Ieri sera, in una delle (poche..., ma menomale che ci sono!) librerie della mia città si è tenuta la presentazione dell'ultimo romanzo dello scrittore Luca Bianchini, Dimmi che credi al destino (Mondadori, maggio 2015)
Ero già stata ad un'altra presentazione dello stesso libro, a Trani, ma non potevo mancare certo a quest'appuntamento a pochi metri da casa!
Beh, che dire?
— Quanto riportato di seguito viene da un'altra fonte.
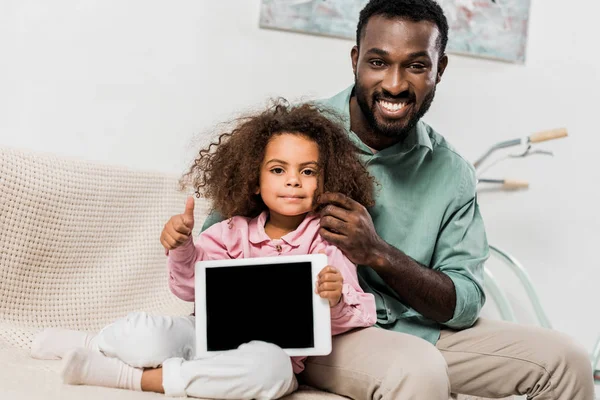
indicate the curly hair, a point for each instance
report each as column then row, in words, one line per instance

Io non sono una giornalista e sono poco capace di fare articoli esaurienti in merito all'evento
Alla mano, con una verve e una scioltezza che ti fanno venir voglia di ascoltarlo per ore; capace, con la sua ironia, la sua schiettezza, di farti innamorare dei suoi libri, delle sue storie, dei suoi personaggi che, una volta conosciuti, effettivamente ti restano nel cuore.
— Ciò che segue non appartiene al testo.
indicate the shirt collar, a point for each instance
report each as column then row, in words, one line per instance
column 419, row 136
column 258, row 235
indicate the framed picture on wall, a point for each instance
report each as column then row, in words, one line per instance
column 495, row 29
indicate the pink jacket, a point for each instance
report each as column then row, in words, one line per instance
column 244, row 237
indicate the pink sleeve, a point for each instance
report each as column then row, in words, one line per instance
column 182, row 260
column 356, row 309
Almeno a me è accaduto così.
Ascoltare direttamente da lui i tanti e diversi aneddoti su come è nata una certa idea presente in "Dimmi che credi al destino", i riferimenti all'esperienza personale dell'Autore nel suo rapporto con l'amica Ornella (quella vera!), che fa un sacco di gaffe sia nella vita che "sulla carta"...
Insomma, ieri la serata in compagnia di Luca è volata e io sarei stata volentieri un altro po' a sentirlo parlare e a conoscerlo, perchè, oltre ad essere uno scrittore di talento, è davvero una persona squisita e socievole, che mette tutti i presenti a loro agio, disponibile a miliardi di foto e a scambiar quattro chiacchiere
Mi imbarazza un po' postarvi la foto con me e Luca
Non mi resta che incoraggiarvi a tuffarvi nei libri di quest'autore!